Paramount annually publishes three documents that describe the continuous quality improvement cycle.
- Quality Improvement Program Description: A comprehensive explanation of the health plan's Quality Improvement Program structure and composition, including accountability and reporting relationships; outlines resources dedicated to improvement activities. For a copy, go to our Quality Report page.
- Quality Improvement Work Plan: Documents the improvement process to be implemented in the calendar year through detailed performance goals and timetables, addresses clinical and administrative improvement activities throughout the organization and specifies operational accountability; offers rationale for project selection and task priorities.
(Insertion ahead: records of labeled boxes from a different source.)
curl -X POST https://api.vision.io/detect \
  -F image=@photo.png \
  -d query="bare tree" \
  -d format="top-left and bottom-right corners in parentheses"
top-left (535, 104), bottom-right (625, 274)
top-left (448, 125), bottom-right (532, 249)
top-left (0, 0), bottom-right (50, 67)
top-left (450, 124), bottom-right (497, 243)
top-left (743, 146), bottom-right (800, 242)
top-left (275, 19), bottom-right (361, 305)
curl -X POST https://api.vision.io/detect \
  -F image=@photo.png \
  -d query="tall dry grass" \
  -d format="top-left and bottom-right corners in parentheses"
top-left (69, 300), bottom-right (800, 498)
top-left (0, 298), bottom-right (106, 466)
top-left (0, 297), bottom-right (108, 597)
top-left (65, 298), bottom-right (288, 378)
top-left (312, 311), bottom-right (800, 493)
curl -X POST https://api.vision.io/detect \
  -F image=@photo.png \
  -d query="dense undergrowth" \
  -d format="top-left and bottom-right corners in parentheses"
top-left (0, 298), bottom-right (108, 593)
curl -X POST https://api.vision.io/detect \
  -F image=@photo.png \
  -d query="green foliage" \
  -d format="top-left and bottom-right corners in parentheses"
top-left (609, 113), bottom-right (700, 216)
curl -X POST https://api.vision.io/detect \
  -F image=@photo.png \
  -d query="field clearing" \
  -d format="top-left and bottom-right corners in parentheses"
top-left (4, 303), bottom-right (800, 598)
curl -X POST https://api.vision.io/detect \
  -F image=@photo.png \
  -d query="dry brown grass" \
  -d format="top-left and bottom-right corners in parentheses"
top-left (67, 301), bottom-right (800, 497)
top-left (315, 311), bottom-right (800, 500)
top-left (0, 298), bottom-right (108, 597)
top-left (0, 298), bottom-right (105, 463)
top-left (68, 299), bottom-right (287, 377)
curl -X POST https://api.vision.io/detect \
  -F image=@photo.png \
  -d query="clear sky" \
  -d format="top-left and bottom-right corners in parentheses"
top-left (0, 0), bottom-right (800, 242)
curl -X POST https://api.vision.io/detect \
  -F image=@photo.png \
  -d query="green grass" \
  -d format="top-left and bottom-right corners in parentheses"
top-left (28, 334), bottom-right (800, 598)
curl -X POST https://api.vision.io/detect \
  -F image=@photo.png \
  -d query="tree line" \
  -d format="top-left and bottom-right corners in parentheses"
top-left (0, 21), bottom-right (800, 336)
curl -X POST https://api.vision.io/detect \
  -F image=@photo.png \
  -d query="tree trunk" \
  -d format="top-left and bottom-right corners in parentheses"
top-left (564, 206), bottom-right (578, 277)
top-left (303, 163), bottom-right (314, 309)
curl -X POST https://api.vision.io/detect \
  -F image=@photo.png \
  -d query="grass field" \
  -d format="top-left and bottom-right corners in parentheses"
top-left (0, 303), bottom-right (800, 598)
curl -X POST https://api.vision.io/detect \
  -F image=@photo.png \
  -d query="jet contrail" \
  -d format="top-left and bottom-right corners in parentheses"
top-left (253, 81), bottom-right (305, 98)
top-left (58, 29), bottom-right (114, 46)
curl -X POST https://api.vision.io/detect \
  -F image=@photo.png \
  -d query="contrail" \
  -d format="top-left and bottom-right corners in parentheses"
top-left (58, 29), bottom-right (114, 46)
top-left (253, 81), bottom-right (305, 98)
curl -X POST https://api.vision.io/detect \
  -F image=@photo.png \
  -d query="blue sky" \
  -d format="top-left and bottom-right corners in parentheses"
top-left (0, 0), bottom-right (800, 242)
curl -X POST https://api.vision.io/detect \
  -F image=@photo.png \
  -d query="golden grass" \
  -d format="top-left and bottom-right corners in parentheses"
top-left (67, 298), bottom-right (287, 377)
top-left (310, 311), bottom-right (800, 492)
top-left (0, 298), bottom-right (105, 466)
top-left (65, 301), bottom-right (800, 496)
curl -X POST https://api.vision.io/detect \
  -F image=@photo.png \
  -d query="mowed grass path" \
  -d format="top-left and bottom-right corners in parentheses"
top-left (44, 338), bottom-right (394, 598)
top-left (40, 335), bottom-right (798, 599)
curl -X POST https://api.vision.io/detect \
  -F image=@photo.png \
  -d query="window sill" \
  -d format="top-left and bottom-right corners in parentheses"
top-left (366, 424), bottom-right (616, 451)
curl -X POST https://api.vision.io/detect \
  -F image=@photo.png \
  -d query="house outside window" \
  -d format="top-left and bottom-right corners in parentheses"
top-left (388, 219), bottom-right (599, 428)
- Quality Improvement Program Evaluation: Presents formal assessment of the outcomes of the prior year's quality improvement activities; compares results with baseline rates and benchmarks available at the time those activities were planned (two years prior); identifies barriers to success; includes recommendations for subsequent years.
Clinical Practice Guidelines
Because we want you to have easy, convenient access to our clinical practice guidelines, The Clinical Practice Guidelines are not intended to preclude clinical judgment and must be applied in the context of excellent clinical care, with adjustments for individual preferences, comorbidities, and other patient factors (i.e., Social Determinants of Health(SODH), which when taken into consideration aid in the overall decision making into the plan of care for each patient). We have compiled them here.
- Cholesterol Management
- Chronic Heart Failure
- Chronic Obstructive Pulmonary Disease (COPD)
- Immunizations (all ages)
- Medical Record Review Policy
- Preventive Health (all ages)
- Tobacco Cessation Clinical Guidelines
- Tobacco Cessation Resources
These guidelines are adapted from nationally recognized sources such as the American Diabetes Association, the American Academy of Family Practice, the American Academy of Pediatrics, the National Heart, Lung and Blood Institute, and the Agency for Healthcare Research and Quality. Every year, our clinical practice guidelines are reviewed and updated by the Medical Advisory Council.